The anti-war theme is also touched upon in “Who’s Next,” another anti-nuclear song, and “So Long Mom,” a song written for World War III. In the first he sings about how the nuclear bomb is spread to different countries. You have to know a little about politics in the 60s to truly appreciate it as it touches on the old conflict between Israel and Egypt and the situation in Alabama. Years later he exchanged one of the verses for “Japan will have its own device/Transistorized at half the price.”

In “Werner von Braun,” a song about the man who helped to create the V2 rockets that was used against London during WWII and then turned up to help with the US moon launch project. Lehrer sings with a German accent “Once [a bomb] goes up, who cares where it comes down?/It’s not my department, says Werner von Braun.”

In “George Murphy,” he does not know how much he is foreseeing the future when he sings about how Hollywood mixes show biz with politics “from Helen Gahagan to Ronald Reagan.” “Smut” is a marching song for Lehrer’s cause, obscenity: “Let’s face it, dirty books are fun.”

But there is lots more. In “New Maths,” he subtracts 173 from 342, first in the normal way, then using base eight, “just like base 10 basically if you miss two fingers.” “Pollution” warns foreigners from drinking the water and breathing the air while visiting America. And then there’s “The Vatican Rag,” which got him into trouble with the Catholics. And I still have not mentioned…

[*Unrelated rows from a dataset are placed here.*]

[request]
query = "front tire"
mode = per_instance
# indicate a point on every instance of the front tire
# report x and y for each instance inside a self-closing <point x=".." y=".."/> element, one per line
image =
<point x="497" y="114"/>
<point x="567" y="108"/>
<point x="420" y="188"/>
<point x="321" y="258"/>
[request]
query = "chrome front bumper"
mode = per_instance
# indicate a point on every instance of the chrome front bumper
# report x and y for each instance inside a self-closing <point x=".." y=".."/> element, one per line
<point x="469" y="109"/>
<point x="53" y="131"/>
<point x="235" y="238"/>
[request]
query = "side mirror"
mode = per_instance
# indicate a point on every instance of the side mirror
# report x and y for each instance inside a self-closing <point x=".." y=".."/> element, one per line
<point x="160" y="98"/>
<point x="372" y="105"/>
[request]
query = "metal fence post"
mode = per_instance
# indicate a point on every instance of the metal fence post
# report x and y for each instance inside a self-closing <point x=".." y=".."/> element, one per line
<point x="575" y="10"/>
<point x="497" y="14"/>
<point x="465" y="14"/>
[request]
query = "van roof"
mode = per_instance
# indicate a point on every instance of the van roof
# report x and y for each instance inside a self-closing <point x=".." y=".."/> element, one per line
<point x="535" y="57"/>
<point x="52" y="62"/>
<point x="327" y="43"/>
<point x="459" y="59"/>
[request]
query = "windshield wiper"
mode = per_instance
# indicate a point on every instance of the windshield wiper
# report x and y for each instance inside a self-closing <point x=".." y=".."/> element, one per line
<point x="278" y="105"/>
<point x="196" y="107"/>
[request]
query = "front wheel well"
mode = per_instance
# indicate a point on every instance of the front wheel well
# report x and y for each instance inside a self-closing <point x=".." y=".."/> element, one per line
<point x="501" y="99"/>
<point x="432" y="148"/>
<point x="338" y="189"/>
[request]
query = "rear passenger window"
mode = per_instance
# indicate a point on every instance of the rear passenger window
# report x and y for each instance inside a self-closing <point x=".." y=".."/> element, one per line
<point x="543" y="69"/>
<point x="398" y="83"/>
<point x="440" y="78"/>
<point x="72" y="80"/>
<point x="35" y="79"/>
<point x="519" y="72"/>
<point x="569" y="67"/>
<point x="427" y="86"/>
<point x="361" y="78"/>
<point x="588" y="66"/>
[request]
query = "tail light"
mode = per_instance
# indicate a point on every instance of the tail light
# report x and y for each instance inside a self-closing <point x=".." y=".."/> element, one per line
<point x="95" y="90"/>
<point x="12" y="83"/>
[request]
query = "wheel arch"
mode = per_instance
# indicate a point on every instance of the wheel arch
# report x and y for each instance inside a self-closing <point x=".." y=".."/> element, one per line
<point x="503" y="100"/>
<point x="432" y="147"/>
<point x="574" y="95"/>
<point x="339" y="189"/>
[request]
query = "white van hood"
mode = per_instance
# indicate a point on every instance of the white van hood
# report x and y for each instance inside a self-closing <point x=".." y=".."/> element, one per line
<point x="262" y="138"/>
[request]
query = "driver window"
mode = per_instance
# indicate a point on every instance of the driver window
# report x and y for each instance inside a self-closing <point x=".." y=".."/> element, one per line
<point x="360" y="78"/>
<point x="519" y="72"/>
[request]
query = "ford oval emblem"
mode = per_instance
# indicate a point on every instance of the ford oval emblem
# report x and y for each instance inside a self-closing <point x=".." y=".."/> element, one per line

Well, this box is a jewel. You get both the studio and the live versions of the first two albums, the third LP and eight bonus tracks never seen on LP. With it you get a 80-page book with a full biography, Lehrer’s answers to some common questions, all the lyrics and notes on the recordings.

The great mystery is why this man stopped performing in 1967, only writing a few children’s songs and a few additional verses to some of the old songs for the musical “Tomfoolery” based on his songs. But we have still got the recordings. Here you get 46 songs, most of them in two versions, almost everything he ever wrote.

[Editor’s Note: Lehrer stopped performing because he found that he did better as a mathematician than as a musician. Every so often, mathematicians are lucky enough to see him perform at conferences] [Editor-in-Chief’s Note: the Music Editor is a mathematician.]

So just sit back and enjoy it. It will give you hours of pleasure and lots of laughs. If you are looking for something amusing, this is it. Do not be scared off by the fact that most of the recordings are more than 30 years old. These songs have not aged; the recording quality needed for a piano and a voice has not developed that much. So do not miss it. It is a must in anyone’s record collection. Barry Hansen starts off his biography of Lehrer with: “Tom Lehrer is the most brilliant song satirist ever recorded.” I agree totally; the evidence is in this box.

(Warner Archives, 2000)

Lars Nilsson

Lars Nilsson is in his 60s, is an OAP and lives in Mellerud in the west of Sweden. He has a lifelong obesession with music and has playing the guitar since his early teens, and has picked up a number of other instruments over the years. At the moment he plays with three different groups, specialized in British folk, acoustic pop and rock, and, Swedish fiddle music. Lars has also written a number of books, most of them for school use, but also a youth novel, a couple of books about London and a book about educational leadership. He joined the Green Man Review team in 1998.